Human serum albumin in vaccines comes from donated human blood plasma. Specifically, it is extracted from pooled plasma collected from thousands of screened donors, most of them in the United States. The albumin serves as a stabilizer in a small number of vaccines, appearing in tiny amounts (0.3 mg or less per dose) in products like the MMR and MMRV vaccines.
How Plasma Is Collected
About 85 to 90 percent of the plasma used for albumin production is collected through plasmapheresis, a process where a donor sits in a collection center while a machine draws blood, separates out the liquid plasma, and returns the red blood cells to the donor. The remaining 10 to 15 percent comes from “recovered plasma,” which is separated from routine whole blood donations.
The pooled plasma that goes into a single batch of albumin can come from thousands of individual donors. The majority of this plasma is collected in the United States, followed by China and Europe.
Donor Screening and Testing
Every plasma donation is tested for hepatitis B, hepatitis C, HIV, and syphilis before it enters the manufacturing supply. Donors are screened at each visit, and additional health monitoring occurs every four months, including protein testing to confirm the donor is healthy enough to continue donating. The FDA requires testing for a panel of bloodborne pathogens including HTLV (a virus related to certain leukemias) at each donation as well.

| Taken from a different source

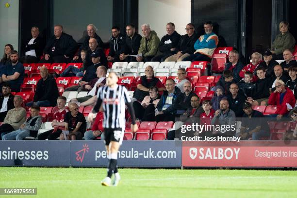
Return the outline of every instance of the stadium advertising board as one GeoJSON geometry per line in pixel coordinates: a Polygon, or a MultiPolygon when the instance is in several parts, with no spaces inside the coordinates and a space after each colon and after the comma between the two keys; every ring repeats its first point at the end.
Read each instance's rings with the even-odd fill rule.
{"type": "Polygon", "coordinates": [[[297,167],[297,141],[183,142],[183,166],[297,167]]]}
{"type": "MultiPolygon", "coordinates": [[[[70,144],[73,166],[106,166],[103,141],[76,141],[70,144]]],[[[182,147],[170,141],[124,141],[117,155],[124,167],[181,167],[182,147]]]]}
{"type": "Polygon", "coordinates": [[[1,166],[69,166],[67,141],[1,141],[1,166]]]}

How Albumin Is Separated From Plasma
Raw plasma contains hundreds of different proteins. To isolate albumin, manufacturers use a technique called cold ethanol fractionation, originally developed in the 1940s. The process works by gradually increasing the concentration of ethyl alcohol in the plasma while carefully controlling temperature, pH, and protein concentration. Different proteins fall out of solution at each stage. Albumin is the most soluble of the major plasma proteins, so it remains dissolved the longest and appears in the final fraction, separated from antibodies and clotting factors that precipitate out earlier.
Modern facilities often combine this fractionation step with additional chromatography (a filtering technique that separates molecules by size or charge) to raise the purity of the final product. The result is pharmaceutical-grade albumin with purity around 98 percent or higher.

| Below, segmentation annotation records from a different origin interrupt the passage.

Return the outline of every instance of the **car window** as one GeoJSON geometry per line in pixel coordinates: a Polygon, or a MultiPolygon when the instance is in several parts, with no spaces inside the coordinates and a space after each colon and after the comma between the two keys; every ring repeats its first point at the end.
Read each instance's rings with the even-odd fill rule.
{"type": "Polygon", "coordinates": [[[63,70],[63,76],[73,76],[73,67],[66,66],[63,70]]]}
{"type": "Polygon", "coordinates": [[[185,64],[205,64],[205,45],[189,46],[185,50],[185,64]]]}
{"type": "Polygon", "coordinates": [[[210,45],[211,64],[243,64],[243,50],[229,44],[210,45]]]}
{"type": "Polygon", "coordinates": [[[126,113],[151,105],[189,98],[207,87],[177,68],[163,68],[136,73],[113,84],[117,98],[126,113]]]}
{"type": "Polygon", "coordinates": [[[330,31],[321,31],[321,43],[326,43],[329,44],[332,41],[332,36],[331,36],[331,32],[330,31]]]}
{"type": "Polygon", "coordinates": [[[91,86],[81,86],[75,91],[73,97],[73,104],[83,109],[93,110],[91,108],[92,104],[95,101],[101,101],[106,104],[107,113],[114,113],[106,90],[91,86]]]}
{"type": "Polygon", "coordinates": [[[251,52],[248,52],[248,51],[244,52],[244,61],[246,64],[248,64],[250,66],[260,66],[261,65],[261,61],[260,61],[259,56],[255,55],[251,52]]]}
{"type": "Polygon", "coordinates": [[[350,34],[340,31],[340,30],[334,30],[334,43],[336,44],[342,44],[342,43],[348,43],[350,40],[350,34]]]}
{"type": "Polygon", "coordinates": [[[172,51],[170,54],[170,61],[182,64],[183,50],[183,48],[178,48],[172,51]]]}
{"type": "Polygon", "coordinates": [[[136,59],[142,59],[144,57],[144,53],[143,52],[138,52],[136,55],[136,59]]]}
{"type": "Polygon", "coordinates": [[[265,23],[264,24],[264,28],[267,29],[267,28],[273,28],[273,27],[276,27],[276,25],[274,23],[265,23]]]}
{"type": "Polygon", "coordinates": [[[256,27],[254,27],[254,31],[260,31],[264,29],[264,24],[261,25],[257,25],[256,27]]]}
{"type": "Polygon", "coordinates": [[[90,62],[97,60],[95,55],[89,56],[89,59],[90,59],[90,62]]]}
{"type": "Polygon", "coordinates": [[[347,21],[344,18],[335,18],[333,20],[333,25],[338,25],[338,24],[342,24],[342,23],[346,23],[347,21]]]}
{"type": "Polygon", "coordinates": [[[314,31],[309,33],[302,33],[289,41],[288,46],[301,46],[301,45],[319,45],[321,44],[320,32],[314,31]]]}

Viral Inactivation: The Pasteurization Step
After purification, the albumin undergoes a dedicated virus-killing step: pasteurization at 60°C (140°F) for 10 hours. This prolonged heat treatment inactivates both enveloped viruses like HIV and hepatitis B and harder-to-kill non-enveloped viruses like hepatitis A. Albumin’s molecular structure, reinforced by 17 internal chemical bonds called disulfide bridges, allows it to survive this heating while other proteins and viral particles are destroyed. This pasteurization step has been standard practice for decades and is one reason albumin has an extensive safety record as a blood-derived product.
Why Vaccines Use Albumin at All
Albumin acts as a molecular bodyguard for the active ingredients in a vaccine. It prevents the fragile viral proteins from clumping together, sticking to the walls of glass vials or plastic syringes, or breaking down from oxidation during storage. Without a stabilizer like this, the vaccine’s potency could drop before it ever reaches a patient.
Only a handful of vaccines actually contain human serum albumin. The two most common are MMR-II (measles, mumps, rubella) and ProQuad (measles, mumps, rubella, varicella), each containing 0.3 mg or less per dose. For perspective, your bloodstream naturally carries about 35 to 50 grams of albumin per liter, so the vaccine dose is a vanishingly small fraction of what your body already has circulating.
Regulatory Oversight
The FDA requires that human serum albumin used as a vaccine excipient be a U.S.-licensed product, meaning it has passed the agency’s own manufacturing and safety reviews. Manufacturers must document exactly which licensed albumin product they use, provide certificates of analysis, and demonstrate it meets quality specifications at every stage. If a manufacturer wants to use albumin that isn’t U.S.-licensed, the FDA expects a written justification explaining why.
Recombinant Alternatives
Researchers have developed ways to produce human albumin without using human plasma at all. Recombinant albumin is made by inserting the human gene for albumin into yeast, rice, tobacco, or potato cells, which then produce the protein through fermentation or plant growth. Yeast-based systems are the most established, but transgenic rice has drawn interest because production can be scaled up simply by planting more acreage rather than building larger fermentation tanks.
Recombinant albumin eliminates any theoretical risk of bloodborne contamination and removes the dependence on a limited donor supply. It is already used in some pharmaceutical and laboratory applications, though plasma-derived albumin remains the standard in currently licensed vaccines.